The change has not gone unchallenged. Just months after the law passed, major PBMs and corporate pharmacy chains — including CVS Caremark and Express Scripts — filed lawsuits, arguing HB 1150 threatened their business model and would force them to close dozens of pharmacies. (AP News)
On July 28, 2025, a federal judge issued a preliminary injunction blocking enforcement of the law, on grounds that it likely violates the U.S. Constitution’s Commerce Clause and could conflict with federal programs such as veterans’ health (TRICARE). (Healthcare Finance News)
Supporters of the law promised to appeal, arguing that the “first-in-the-nation” measure is necessary to prevent monopolistic behavior and protect Arkansans’ access to care. (Arkansas Advocate)
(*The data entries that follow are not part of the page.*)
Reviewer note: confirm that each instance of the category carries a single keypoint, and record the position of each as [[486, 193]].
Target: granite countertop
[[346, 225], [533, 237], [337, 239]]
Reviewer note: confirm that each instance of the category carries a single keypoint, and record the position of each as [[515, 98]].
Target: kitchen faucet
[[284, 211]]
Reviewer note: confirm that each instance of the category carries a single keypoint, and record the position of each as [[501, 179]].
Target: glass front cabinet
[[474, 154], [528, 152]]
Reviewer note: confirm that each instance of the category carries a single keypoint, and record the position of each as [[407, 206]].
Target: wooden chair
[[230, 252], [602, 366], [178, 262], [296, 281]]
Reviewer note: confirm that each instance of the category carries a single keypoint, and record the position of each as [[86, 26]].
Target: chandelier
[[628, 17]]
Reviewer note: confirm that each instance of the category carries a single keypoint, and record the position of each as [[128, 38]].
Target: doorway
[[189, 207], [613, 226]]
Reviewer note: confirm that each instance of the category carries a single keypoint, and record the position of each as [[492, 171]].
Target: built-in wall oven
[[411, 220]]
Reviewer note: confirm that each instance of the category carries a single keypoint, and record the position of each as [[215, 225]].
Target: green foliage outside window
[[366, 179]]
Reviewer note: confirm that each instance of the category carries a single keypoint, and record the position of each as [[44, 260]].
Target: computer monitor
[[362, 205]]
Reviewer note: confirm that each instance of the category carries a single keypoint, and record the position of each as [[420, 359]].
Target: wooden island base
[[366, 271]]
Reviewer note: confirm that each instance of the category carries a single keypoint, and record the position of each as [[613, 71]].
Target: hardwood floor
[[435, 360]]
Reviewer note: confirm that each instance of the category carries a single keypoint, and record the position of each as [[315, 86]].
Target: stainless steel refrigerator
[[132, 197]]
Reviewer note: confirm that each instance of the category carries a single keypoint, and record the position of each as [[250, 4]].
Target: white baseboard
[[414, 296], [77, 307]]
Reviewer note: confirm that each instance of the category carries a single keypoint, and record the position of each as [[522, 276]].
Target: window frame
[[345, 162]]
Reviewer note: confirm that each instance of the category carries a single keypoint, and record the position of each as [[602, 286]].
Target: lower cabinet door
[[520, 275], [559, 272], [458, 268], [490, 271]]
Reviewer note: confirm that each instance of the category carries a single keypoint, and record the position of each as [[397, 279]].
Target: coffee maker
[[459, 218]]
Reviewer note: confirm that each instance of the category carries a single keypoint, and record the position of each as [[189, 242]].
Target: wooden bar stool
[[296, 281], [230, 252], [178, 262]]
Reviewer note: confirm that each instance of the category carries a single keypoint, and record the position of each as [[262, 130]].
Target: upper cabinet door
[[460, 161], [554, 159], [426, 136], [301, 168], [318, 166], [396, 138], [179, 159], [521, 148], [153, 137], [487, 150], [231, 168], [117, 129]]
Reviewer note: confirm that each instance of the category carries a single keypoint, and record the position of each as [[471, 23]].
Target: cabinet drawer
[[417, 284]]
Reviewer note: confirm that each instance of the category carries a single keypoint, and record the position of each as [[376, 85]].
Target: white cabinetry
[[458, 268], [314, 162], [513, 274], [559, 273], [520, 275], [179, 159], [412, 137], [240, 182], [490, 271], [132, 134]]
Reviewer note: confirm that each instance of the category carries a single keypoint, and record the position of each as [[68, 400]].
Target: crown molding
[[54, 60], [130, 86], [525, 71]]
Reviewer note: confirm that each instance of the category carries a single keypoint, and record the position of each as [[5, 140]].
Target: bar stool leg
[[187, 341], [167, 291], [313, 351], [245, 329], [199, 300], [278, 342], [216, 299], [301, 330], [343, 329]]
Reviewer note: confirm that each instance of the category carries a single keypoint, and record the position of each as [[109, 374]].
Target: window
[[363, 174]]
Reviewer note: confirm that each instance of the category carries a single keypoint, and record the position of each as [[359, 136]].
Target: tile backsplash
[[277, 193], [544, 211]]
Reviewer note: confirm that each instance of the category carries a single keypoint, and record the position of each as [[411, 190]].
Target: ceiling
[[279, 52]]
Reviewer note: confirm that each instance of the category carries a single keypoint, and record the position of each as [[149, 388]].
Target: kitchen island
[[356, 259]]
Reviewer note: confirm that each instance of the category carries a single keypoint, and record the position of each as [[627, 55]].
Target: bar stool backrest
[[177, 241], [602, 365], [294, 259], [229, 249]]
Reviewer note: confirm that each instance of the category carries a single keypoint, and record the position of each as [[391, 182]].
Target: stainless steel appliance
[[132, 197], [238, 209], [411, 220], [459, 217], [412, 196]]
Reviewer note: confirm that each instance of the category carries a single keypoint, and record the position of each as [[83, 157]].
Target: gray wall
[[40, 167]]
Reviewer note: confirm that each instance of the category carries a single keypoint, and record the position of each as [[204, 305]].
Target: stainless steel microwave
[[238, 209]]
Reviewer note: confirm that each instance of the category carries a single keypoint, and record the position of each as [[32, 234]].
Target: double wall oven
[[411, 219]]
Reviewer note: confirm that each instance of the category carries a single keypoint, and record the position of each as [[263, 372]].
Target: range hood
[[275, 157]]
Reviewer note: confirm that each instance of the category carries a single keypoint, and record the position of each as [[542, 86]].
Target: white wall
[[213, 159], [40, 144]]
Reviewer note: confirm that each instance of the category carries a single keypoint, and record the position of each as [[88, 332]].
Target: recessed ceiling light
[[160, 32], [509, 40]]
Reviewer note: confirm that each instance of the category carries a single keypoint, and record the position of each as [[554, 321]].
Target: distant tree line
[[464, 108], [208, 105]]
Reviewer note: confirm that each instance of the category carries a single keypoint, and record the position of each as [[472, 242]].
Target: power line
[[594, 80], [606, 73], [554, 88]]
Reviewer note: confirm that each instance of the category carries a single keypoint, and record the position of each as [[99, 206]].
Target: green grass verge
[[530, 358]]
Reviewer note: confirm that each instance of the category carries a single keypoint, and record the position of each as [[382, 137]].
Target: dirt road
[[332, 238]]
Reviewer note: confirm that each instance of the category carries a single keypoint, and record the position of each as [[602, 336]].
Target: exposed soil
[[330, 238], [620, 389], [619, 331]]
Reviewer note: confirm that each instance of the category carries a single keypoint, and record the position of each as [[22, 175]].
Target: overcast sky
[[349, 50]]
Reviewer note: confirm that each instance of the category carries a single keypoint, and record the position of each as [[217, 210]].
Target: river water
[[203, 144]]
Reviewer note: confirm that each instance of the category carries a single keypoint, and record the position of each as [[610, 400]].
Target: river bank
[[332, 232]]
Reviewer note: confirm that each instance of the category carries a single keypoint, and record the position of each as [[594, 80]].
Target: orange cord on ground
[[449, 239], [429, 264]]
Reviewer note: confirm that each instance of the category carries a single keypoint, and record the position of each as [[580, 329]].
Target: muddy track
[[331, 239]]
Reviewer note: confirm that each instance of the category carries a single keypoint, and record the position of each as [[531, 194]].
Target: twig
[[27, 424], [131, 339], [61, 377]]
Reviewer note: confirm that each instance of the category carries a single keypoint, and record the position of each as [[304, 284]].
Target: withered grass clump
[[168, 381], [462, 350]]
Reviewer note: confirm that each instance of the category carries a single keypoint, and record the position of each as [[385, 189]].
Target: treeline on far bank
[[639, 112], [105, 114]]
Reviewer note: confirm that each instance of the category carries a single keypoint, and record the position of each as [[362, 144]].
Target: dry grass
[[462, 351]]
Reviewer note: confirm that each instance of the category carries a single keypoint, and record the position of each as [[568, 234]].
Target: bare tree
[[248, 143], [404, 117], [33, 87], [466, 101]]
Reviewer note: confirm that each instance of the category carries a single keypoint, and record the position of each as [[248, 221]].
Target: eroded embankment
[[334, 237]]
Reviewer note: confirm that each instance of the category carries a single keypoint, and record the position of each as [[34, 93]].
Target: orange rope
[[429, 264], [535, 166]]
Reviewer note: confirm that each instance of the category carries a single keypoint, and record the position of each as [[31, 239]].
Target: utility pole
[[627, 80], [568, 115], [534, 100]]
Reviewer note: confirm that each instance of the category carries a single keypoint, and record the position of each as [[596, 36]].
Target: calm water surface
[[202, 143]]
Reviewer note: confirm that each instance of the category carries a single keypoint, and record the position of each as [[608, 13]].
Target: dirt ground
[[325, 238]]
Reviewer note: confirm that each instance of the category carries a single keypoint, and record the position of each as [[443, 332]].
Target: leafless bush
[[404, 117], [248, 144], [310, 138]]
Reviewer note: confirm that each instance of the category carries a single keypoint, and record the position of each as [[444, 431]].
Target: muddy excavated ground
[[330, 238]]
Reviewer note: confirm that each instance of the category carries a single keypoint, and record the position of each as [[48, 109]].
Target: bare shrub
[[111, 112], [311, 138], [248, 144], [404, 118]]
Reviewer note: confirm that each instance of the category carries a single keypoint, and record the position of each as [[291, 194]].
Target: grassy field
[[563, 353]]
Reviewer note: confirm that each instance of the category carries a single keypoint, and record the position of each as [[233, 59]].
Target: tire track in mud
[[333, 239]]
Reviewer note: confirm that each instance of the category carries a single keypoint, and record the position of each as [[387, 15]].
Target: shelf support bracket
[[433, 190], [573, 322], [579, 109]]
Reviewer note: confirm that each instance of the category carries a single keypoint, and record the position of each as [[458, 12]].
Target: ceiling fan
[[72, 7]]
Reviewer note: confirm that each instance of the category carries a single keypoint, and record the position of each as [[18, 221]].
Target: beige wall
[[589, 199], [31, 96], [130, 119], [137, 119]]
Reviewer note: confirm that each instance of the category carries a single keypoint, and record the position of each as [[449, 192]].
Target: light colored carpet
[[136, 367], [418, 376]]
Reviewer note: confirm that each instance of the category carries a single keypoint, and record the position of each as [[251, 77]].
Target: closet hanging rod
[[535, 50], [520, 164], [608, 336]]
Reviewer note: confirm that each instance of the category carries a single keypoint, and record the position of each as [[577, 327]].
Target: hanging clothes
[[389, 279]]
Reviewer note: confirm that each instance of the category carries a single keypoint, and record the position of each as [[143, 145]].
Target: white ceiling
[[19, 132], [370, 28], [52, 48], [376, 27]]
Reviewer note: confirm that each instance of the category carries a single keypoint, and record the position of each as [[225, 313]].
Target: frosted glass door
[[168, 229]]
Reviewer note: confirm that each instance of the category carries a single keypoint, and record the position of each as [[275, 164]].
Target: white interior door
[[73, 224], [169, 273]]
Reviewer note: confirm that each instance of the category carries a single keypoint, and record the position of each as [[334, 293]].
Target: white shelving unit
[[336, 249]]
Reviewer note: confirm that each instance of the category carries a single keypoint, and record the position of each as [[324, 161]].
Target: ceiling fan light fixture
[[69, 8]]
But for now, the law’s full implementation hangs in the balance — and the uncertainty affects patients, pharmacies, insurers, and lawmakers alike.
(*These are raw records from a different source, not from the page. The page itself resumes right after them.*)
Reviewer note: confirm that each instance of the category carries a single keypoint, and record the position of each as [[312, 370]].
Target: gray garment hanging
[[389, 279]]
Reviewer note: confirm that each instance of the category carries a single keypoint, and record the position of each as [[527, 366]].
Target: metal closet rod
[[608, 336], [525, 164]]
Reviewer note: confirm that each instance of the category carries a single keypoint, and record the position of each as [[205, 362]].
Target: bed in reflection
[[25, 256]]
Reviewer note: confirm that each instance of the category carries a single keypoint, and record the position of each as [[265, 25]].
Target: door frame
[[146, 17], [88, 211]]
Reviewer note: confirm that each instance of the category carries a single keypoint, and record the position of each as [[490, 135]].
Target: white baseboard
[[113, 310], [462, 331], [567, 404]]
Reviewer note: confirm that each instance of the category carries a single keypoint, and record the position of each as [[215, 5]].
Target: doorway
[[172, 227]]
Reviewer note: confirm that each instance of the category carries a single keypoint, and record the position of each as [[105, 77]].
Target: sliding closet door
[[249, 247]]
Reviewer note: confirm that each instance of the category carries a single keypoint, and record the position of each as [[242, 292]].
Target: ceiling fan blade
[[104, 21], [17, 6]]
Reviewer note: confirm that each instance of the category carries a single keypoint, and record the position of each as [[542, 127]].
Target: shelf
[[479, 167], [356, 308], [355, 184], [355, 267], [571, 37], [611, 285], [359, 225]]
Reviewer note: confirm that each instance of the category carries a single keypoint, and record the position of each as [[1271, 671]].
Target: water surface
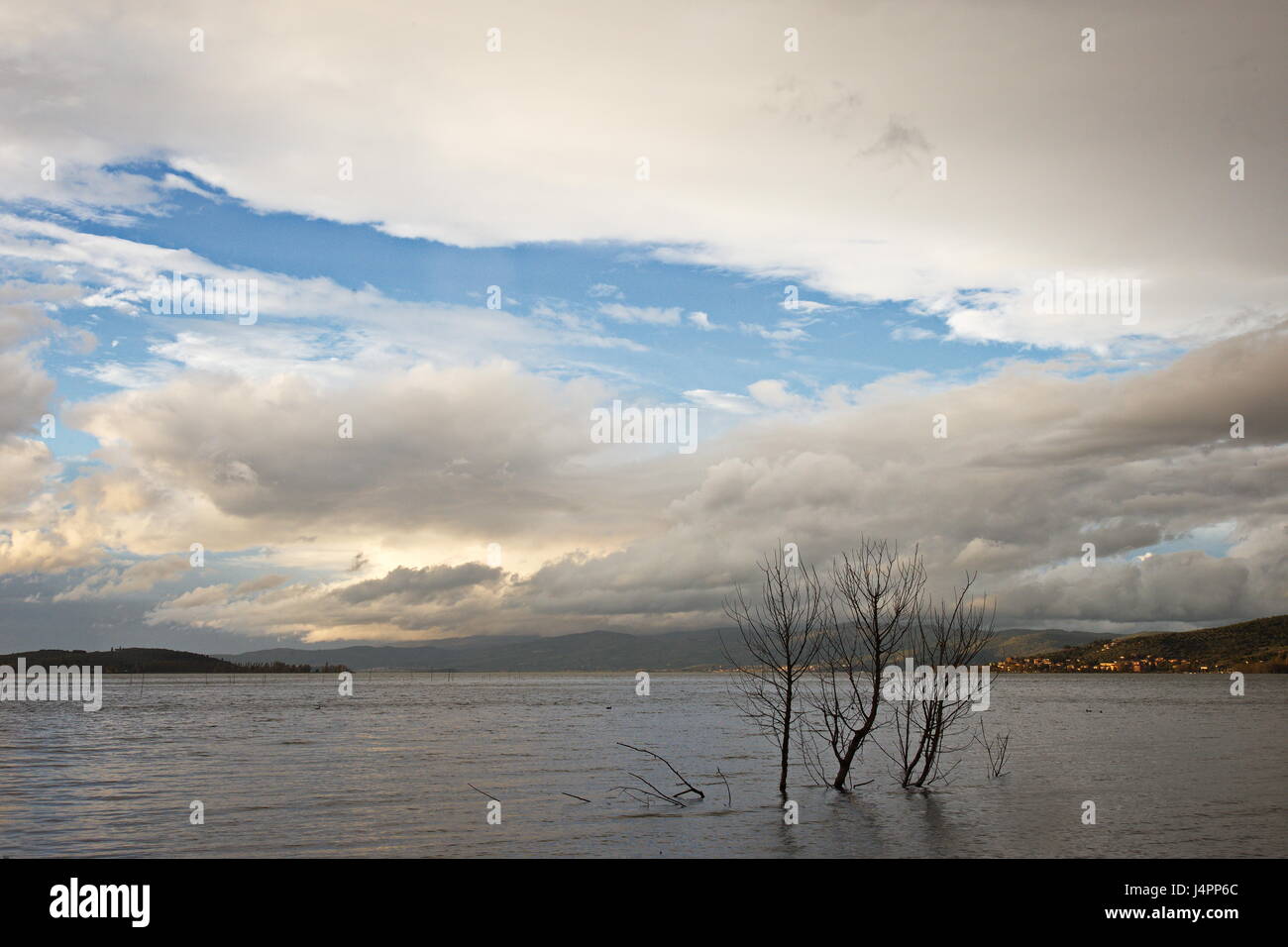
[[284, 766]]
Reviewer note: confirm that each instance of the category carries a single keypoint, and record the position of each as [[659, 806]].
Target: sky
[[828, 234]]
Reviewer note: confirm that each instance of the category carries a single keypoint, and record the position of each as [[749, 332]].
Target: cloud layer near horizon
[[471, 424]]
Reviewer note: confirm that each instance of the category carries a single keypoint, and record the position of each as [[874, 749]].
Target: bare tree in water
[[877, 596], [951, 634], [781, 631]]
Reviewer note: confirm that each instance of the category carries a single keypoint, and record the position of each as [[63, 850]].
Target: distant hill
[[591, 651], [1260, 644], [150, 661]]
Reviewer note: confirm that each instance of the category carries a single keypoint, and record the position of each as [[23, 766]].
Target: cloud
[[649, 315], [1038, 460], [554, 159]]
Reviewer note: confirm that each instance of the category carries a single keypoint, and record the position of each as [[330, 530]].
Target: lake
[[284, 766]]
What success looks like — and what to watch for
For Arkansas’s experiment to succeed, implementation must go beyond simply revoking licenses. Here’s what needs to happen next:
- Transparent data collection and reporting. Regulators and insurers should use the law as a starting point to publish accessible data: reimbursement rates, network-adequacy maps, pharmacy closures or openings, mail-order-versus-local dispensing ratios. These insights will help stakeholders evaluate whether patients are truly benefiting.
- Protecting continuity of care. Divestment by PBMs shouldn’t mean disruption of services. Lawmakers and regulators should require 60–90 day notice for transitions, with clear protocols for transferring prescriptions, especially for chronic conditions or specialty medication.
- Supporting rural pharmacies — and rural patients. Some independent pharmacies operate on thin margins. To ensure they survive and thrive, policymakers might need to combine legal reform with investment: telepharmacy infrastructure, broadband access, workforce incentives, and support for clinic-based dispensing.
- Encouraging smarter contracting by employers and insurers. Health plans and employers that purchase coverage can insist on contracts that favor pass-through rebates, eliminate “spread pricing,” and support local pharmacies where available — using Arkansas’s regulatory changes as a benchmark for value-based contracting.
- Monitoring the legal and regulatory landscape. With litigation still pending, Arkansas must be ready to adapt: if the courts narrow or strike provisions, the state will need backup strategies — such as enhanced reporting requirements or other transparency tools.